I wanted to flag this here before opening an issue on Github in case I’m making a mistake. It appears that the re_formula argument in the fitted and predict functions fail where we specify only a multimembership grouping term with multimembership covariates. In particular, they give the following error:

Error: Duplicated group-level effects are not allowed.
Occured for effect 'Intercept' of group 'mmg1g2'.

It is possible that I am making a mistake here.
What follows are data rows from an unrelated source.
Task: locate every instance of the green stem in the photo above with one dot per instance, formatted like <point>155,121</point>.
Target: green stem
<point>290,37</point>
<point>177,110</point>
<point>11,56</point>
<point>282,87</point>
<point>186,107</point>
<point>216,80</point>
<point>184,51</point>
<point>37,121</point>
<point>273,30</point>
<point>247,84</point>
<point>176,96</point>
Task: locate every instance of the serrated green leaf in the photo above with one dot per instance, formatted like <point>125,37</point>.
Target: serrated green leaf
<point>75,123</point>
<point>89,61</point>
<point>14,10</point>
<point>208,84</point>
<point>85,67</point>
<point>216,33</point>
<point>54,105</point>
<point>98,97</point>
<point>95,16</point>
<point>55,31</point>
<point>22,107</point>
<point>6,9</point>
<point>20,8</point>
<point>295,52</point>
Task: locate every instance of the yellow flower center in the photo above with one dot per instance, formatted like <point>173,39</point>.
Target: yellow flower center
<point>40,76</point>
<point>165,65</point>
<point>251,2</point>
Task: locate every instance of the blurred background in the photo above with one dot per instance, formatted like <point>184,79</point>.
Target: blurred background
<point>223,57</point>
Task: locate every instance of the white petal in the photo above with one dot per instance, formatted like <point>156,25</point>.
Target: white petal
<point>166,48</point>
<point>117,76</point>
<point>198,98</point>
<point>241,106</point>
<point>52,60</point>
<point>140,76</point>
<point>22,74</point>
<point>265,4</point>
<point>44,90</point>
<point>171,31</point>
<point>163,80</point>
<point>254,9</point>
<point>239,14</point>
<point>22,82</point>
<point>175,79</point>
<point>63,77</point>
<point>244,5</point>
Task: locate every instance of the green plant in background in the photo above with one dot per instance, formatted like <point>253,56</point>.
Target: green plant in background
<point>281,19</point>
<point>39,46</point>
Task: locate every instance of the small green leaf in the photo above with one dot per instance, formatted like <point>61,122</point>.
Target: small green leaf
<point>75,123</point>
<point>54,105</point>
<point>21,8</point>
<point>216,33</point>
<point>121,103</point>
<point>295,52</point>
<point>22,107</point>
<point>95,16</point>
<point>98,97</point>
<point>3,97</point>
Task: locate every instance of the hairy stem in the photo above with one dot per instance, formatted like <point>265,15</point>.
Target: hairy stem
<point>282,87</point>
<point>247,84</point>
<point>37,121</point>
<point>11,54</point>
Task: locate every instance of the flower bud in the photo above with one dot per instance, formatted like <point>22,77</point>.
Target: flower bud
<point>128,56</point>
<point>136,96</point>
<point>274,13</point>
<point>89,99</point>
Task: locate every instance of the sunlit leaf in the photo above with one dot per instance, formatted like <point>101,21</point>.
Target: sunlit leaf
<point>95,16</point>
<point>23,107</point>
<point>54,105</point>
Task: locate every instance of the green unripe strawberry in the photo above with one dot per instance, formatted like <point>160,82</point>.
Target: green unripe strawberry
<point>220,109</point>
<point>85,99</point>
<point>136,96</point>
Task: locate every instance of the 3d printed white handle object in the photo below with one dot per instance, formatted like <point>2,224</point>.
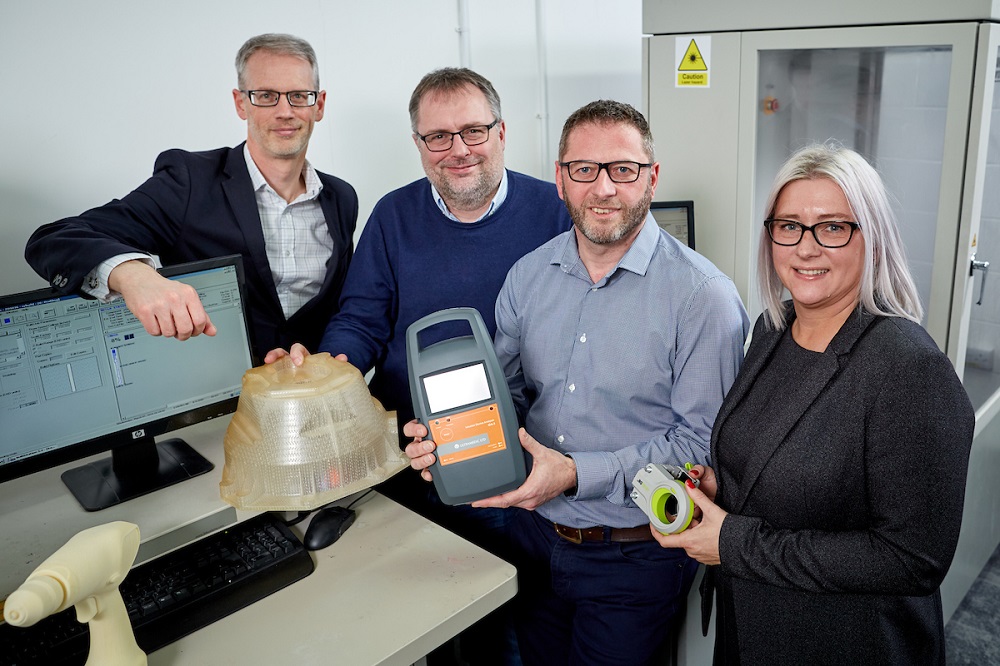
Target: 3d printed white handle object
<point>86,573</point>
<point>662,496</point>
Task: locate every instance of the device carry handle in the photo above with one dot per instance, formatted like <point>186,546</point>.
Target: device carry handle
<point>470,315</point>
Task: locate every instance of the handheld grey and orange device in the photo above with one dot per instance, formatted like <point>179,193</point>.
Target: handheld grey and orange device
<point>460,394</point>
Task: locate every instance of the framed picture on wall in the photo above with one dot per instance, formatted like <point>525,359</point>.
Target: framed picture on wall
<point>676,218</point>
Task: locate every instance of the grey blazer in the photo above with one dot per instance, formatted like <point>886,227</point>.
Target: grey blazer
<point>846,519</point>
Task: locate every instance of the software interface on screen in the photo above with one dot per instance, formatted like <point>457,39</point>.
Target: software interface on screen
<point>73,369</point>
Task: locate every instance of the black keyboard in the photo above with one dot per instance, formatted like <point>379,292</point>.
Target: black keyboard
<point>178,593</point>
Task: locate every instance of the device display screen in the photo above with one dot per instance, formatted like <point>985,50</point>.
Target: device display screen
<point>455,388</point>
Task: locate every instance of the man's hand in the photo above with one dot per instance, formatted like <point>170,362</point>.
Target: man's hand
<point>419,451</point>
<point>163,307</point>
<point>551,474</point>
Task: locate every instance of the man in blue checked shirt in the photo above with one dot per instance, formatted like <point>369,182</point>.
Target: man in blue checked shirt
<point>618,343</point>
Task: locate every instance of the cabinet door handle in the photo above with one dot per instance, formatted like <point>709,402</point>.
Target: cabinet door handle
<point>983,266</point>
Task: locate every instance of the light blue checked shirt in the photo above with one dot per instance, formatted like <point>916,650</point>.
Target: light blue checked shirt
<point>622,372</point>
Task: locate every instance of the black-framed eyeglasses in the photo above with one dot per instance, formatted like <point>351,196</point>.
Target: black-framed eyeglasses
<point>835,233</point>
<point>584,171</point>
<point>272,97</point>
<point>438,142</point>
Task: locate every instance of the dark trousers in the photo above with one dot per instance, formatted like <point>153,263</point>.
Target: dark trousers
<point>593,602</point>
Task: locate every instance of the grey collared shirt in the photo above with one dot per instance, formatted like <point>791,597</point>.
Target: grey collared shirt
<point>619,373</point>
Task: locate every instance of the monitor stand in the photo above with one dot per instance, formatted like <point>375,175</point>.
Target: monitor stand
<point>134,470</point>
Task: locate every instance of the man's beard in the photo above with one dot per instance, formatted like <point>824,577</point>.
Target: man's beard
<point>470,193</point>
<point>632,217</point>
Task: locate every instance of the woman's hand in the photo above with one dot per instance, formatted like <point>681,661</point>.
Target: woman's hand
<point>701,540</point>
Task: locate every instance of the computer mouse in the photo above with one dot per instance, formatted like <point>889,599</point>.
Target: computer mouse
<point>327,526</point>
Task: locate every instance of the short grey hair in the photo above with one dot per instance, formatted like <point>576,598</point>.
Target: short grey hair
<point>449,80</point>
<point>608,112</point>
<point>887,287</point>
<point>275,43</point>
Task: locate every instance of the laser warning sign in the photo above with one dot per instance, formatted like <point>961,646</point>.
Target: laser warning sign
<point>693,55</point>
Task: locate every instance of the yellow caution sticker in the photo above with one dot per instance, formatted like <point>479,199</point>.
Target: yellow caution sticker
<point>693,57</point>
But, if not, I suspect that an error to stop people adding, for example, ~ (1 + a | group) + (1 + b | group), is incorrectly flagging multimembership groups (which have more than one intercept by definition) as such cases.
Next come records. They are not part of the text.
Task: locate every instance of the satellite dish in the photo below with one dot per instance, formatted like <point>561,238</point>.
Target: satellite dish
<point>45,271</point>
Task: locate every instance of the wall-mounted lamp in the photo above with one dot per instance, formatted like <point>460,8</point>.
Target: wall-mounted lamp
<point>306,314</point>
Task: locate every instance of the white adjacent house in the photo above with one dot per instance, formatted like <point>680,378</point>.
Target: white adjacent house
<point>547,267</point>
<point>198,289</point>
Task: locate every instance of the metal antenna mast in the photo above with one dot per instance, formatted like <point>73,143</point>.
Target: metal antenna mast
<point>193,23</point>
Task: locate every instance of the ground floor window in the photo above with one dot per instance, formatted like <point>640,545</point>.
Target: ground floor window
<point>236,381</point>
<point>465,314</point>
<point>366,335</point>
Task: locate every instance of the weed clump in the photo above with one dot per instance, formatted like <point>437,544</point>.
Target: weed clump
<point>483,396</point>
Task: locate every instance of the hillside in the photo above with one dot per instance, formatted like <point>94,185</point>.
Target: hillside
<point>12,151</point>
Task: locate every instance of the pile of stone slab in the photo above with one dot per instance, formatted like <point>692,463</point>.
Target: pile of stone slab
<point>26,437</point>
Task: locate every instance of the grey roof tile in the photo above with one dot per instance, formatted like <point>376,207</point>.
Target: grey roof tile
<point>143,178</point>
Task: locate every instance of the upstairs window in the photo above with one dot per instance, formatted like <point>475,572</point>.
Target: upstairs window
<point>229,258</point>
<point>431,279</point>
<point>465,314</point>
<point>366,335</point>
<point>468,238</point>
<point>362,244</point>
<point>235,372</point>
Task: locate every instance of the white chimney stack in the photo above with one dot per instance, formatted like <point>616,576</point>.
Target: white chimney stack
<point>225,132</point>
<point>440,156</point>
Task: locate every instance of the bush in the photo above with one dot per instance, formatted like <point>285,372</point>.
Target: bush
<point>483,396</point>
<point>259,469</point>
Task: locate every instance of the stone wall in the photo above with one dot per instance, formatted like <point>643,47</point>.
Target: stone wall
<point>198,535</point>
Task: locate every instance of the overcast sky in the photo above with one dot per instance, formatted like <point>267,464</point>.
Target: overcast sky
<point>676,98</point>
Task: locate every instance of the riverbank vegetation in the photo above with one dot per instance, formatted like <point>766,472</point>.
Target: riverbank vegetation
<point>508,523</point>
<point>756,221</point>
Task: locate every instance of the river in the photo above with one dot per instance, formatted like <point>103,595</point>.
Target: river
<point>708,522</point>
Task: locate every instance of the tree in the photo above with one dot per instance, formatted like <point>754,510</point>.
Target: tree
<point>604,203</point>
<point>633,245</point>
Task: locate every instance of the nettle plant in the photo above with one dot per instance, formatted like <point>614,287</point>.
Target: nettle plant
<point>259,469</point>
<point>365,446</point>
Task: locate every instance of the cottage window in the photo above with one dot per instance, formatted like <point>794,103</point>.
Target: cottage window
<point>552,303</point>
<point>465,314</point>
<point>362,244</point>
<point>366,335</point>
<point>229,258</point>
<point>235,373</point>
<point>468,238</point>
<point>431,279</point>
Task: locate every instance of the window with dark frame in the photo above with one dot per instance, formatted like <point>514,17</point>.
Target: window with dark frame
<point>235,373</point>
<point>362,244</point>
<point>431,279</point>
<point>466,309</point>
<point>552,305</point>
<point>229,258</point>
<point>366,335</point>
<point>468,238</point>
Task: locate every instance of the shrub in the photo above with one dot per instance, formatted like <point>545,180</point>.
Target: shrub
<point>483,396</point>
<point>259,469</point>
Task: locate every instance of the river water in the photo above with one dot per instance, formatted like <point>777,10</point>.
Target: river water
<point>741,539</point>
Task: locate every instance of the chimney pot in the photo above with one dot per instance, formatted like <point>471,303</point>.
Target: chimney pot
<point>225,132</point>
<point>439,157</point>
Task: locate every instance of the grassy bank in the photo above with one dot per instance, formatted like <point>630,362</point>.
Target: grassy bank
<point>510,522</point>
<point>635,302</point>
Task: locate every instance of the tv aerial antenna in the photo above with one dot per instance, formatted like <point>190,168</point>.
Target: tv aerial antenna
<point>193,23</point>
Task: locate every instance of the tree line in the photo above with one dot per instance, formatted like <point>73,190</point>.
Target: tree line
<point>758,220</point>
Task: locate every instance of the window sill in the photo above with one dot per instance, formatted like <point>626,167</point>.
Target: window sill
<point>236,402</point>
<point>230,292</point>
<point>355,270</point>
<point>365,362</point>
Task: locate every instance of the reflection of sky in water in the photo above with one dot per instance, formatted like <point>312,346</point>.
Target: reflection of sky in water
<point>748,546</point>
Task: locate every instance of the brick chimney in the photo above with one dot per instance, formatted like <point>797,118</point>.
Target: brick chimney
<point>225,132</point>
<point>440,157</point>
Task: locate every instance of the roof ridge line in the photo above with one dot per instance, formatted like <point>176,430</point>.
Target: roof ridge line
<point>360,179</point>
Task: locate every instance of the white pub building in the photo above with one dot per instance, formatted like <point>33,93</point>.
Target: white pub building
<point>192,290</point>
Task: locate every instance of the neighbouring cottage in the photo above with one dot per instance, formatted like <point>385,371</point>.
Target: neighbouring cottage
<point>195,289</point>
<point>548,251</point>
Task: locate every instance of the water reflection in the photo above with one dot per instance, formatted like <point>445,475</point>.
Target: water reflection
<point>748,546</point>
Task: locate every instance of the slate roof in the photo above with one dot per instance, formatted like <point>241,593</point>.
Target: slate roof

Reproducible example below:

library(brms)

# simulate some data
dat <- data.frame(
  y = rnorm(100),
  x1 = rnorm(100),
  x2 = rnorm(100),
  g1 = sample(1:10, 100, TRUE),
  g2 = sample(1:10, 100, TRUE),
  id = sample(1:3, 100, TRUE)
)

# multi-membership model with level specific covariate values
dat$xc <- (dat$x1 + dat$x2) / 2 
fit <- brm(y ~ xc + (1 + mmc(x1, x2) | mm(g1, g2)) + (1 | id),
           data = dat,
           chains = 2,
           cores = 2,
           control = list(adapt_delta = .99))
summary(fit)

# simulate new data where cases aren't clustered by id
new_dat <-
  data.frame(
    y = rnorm(100),
    x1 = rnorm(100),
    x2 = rnorm(100),
    g1 = sample(1:10, 100, TRUE),
    g2 = sample(1:10, 100, TRUE)
  )
new_dat$xc <- (new_dat$x1 + new_dat$x2) / 2 

# compute fitted and predicted values for new data
fitted(fit,
       re_formula = ~ (1 + mmc(x1, x2) | mm(g1, g2)),
       newdata = new_dat) # Error

predict(fit,
        re_formula = ~ (1 + mmc(x1, x2) | mm(g1, g2)),
        newdata = new_dat) # Error

One of the reasons I think I might be doing something wrong is that this is not an issue where there are no multimembership covariates. For example, if we run the exact same code, minus the MMCs, fitted and predict produce no error message.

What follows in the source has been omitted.